# Comparing Models

This notebook chooses the most appropriate prompt and prompt structure for the OCR correction. 

In [1]:
#import config  # Import your config.py file this contains you openai api key
import pandas as pd
import numpy as np
import os
from llm_comparison_toolkit import RateLimiter, get_response_openai, get_response_anthropic,  create_config_dict_func, compare_request_configurations, generate_model_configs
from evaluate import load
from evaluation_funcs import evaluate_correction_performance, evaluate_correction_performance_folders, get_metric_error_reduction
import seaborn as sns
import matplotlib.pyplot as plt
from helper_functions import files_to_df_func, files_to_df_core_func
from transformers import AutoTokenizer, AutoModelForTokenClassification
from transformers import pipeline
import re


dev_data_folder = 'data/dev_data'
dev_transcripts = os.path.join(dev_data_folder, 'dev_data_transcript')
dev_raw_ocr_folder =  os.path.join(dev_data_folder,'dev_raw_ocr' )
dev_system_message_folder = os.path.join(dev_data_folder,'dev_system_message_variants' )


#NCSE

ncse_folder = 'data/transcription_returned_ocr'
ncse_articles_raw = os.path.join(ncse_folder, 'transcription_raw_ocr')
ncse_articles_transcribed = os.path.join(ncse_folder, 'transcription_files') 
ncse_articles_results = os.path.join(ncse_folder, 'corrected_folder')

#Overproof
overproof_folder = 'data/overproof'

smh_folder =  os.path.join(overproof_folder, 'SMH')
smh_articles_raw = os.path.join(smh_folder, 'article_level', 'raw')
smh_articles_transcribed = os.path.join(smh_folder, 'article_level', 'corrected') #in the dataset they are reffered to as corrected but this clashes with my naming convention
smh_articles_results = os.path.join(smh_folder, 'results')

ca_folder =  os.path.join(overproof_folder, 'CA')
ca_articles_raw = os.path.join(ca_folder, 'article_level', 'raw')
ca_articles_transcribed = os.path.join(ca_folder, 'article_level', 'corrected') #in the dataset they are reffered to as corrected but this clashes with my naming convention
ca_articles_results = os.path.join(ca_folder, 'results')

#load the dev and test sets for prompt development and selection
dev_data_df = pd.read_csv(os.path.join(dev_data_folder,'dev_data_raw.csv'))


#for saving data to be used in the analysis
if not os.path.exists('data/analysis'):
    os.makedirs('data/analysis')


wer = load("wer")
cer = load("cer")


model_name_code = pd.Series(
    {'Llama 2 70B':'llama2-70b-4096',
 'Gemma 7B':'gemma-7b-it',
 'Opus':'claude-3-opus-20240229',
 'Haiku':'claude-3-haiku-20240307',
 'GPT-4':'gpt-4-turbo-preview',
 'GPT-3.5':'gpt-3.5-turbo',
 'Mixtral 8x7B':'mixtral-8x7b-32768',
 'Overproof':'overproof'})


eval_metric = 'CER'

## Evaluate system prompt tests

We evaluate the system prompts below to see if thre is any significant difference between the prompts


# Evaluating models on the test set

Having identified two different prompts and that the prompts appear to work better when places after the text we can now compare the different models


The below code creates the basic configuration dictionaries for each model and then fills in the with the two different prompt messages creating a single list of all basic prompt/model configurations.
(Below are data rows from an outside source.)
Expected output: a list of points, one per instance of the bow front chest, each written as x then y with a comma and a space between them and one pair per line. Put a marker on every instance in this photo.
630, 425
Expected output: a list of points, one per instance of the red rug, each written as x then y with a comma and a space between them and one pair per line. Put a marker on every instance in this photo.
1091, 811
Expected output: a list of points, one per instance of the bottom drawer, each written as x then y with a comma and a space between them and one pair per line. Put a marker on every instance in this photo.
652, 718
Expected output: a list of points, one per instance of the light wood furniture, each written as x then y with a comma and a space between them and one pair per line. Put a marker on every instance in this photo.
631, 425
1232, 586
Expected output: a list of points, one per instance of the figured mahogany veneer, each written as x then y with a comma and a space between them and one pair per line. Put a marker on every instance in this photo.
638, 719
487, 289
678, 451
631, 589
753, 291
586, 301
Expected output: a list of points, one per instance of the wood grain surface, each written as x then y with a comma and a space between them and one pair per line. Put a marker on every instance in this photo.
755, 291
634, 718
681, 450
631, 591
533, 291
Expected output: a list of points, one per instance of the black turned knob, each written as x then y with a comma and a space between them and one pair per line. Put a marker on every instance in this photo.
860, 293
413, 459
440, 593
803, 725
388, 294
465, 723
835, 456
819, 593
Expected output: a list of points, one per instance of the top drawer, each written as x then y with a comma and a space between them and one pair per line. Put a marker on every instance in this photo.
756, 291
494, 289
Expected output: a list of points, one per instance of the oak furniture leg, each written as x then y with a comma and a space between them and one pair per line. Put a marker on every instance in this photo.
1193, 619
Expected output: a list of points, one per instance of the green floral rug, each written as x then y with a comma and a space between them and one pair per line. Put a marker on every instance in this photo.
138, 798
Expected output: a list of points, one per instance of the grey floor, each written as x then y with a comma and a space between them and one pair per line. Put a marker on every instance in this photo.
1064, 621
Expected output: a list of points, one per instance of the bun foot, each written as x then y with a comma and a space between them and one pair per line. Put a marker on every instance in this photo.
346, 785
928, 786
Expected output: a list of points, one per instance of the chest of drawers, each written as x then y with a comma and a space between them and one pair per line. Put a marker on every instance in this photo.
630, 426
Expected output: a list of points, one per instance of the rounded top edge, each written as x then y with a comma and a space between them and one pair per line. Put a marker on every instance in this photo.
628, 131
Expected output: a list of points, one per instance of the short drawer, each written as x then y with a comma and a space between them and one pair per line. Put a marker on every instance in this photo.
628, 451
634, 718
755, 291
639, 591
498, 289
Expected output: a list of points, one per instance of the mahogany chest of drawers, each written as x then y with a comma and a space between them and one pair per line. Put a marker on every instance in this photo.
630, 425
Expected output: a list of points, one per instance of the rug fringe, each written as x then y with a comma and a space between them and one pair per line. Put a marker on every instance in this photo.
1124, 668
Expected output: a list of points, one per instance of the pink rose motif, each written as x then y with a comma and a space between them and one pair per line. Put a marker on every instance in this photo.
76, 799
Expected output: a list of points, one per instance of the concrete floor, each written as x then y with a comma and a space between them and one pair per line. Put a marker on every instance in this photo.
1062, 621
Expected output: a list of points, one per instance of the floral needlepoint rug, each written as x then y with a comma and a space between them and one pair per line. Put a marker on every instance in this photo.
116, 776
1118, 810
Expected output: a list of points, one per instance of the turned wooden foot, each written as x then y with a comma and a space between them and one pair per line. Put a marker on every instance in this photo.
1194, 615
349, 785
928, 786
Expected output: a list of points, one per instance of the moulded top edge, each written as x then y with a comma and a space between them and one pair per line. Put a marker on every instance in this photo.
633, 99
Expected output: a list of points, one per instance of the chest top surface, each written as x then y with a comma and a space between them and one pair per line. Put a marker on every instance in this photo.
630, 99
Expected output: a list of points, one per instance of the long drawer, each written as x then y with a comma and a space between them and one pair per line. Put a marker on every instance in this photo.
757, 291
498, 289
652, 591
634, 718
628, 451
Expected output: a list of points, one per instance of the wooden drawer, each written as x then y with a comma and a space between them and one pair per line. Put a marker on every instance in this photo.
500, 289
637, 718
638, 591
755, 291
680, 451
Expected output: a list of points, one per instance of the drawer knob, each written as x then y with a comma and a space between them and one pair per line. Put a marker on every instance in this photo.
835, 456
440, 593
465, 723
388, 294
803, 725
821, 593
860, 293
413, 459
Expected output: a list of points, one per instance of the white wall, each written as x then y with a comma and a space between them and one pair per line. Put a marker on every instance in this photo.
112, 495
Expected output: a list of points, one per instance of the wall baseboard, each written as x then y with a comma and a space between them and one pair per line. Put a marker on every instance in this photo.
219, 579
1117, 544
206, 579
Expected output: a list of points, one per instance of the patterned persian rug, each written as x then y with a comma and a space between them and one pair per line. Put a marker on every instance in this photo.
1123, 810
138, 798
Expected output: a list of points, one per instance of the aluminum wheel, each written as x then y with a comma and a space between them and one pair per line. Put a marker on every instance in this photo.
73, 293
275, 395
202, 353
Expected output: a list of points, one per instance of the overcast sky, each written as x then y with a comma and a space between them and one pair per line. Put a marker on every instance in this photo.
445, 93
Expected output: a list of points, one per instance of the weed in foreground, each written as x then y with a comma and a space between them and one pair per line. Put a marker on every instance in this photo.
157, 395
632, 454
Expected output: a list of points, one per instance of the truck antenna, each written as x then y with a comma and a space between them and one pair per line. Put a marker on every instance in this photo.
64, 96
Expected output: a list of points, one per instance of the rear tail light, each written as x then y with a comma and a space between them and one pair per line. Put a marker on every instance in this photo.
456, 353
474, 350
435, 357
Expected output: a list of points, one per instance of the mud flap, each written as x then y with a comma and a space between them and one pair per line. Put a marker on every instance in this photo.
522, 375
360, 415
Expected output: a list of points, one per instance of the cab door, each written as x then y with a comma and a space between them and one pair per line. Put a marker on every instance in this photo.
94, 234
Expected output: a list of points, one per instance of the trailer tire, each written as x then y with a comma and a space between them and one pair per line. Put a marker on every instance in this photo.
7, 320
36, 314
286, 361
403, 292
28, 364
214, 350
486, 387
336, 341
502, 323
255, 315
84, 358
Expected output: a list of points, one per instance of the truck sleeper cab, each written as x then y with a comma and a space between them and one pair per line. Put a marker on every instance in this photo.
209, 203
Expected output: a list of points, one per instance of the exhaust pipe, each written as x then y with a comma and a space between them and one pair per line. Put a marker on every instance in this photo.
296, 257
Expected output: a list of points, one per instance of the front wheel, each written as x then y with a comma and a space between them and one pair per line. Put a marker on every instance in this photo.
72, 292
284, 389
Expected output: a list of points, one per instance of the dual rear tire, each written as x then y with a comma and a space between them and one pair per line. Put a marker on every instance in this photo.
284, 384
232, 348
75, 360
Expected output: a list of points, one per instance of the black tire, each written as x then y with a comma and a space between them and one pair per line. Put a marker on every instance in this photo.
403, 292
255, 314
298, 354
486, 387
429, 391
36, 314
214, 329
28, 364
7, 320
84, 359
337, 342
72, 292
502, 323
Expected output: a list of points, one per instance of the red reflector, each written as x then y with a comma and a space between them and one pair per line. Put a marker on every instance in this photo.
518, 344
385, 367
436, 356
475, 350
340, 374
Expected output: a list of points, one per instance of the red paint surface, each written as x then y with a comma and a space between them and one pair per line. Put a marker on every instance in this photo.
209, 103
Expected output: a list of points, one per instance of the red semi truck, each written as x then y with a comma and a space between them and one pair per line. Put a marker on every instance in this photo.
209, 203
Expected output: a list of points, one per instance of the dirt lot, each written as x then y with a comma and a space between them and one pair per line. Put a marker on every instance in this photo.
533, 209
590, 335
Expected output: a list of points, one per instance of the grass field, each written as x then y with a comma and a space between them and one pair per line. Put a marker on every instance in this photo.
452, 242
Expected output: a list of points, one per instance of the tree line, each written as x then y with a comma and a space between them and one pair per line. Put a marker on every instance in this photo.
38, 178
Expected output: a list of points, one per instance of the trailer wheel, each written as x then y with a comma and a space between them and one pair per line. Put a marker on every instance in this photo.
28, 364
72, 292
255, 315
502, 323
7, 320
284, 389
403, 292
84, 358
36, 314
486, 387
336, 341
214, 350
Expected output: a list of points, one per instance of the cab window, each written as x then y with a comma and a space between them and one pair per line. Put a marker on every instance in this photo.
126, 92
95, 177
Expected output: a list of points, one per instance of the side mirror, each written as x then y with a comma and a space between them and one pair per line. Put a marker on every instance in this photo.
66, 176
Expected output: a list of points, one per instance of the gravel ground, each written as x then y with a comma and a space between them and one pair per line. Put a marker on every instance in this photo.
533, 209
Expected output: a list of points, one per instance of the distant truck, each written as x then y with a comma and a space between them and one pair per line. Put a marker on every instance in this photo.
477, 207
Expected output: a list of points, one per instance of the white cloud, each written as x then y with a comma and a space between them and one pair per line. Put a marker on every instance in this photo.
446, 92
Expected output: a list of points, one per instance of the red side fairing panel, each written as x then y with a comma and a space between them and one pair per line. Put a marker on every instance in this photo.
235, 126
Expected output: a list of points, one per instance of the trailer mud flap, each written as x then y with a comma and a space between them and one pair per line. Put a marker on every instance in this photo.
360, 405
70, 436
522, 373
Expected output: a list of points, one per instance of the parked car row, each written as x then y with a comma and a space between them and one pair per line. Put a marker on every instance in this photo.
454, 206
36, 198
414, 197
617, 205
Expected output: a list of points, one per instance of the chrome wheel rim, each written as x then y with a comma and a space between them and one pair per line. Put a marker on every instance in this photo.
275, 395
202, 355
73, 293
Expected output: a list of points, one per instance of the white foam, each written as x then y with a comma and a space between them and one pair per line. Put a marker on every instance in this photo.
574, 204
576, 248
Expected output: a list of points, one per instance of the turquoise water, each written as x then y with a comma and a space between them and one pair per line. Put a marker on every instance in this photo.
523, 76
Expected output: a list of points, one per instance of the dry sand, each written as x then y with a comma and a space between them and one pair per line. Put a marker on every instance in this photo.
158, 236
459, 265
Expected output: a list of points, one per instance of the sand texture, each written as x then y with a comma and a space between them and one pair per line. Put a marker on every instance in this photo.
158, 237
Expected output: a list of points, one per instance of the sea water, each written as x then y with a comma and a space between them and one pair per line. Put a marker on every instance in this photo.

It then calls all the LLM's and saves the results.
This works in series so takes a while.

## Create API configurations

In [2]:
#Create the prompt/system message using the best performing from the previous section

full_prompt = "{content_html}"+f""" \n \n """ + f"""You are an expert in post-OCR correction of documents. Using the context available from the text please recover the most likely original text from the corrupted OCR. The text is from an english newspaper in the 1800's. The text may be an advert or article and may be missing the beggining or end. Do not add any text, commentary, or lead in sentences beyond the recovered text. Do not add a title, or any introductions."""

instruct_prompt = "{content_html}"+f""" \n \n """ + f"""You are an expert in post-OCR correction of documents. Using the context available from the text please recover the most likely original text from the corrupted OCR. Do not add any text, commentary, or lead in sentences beyond the recovered text. Do not add a title, or any introductions."""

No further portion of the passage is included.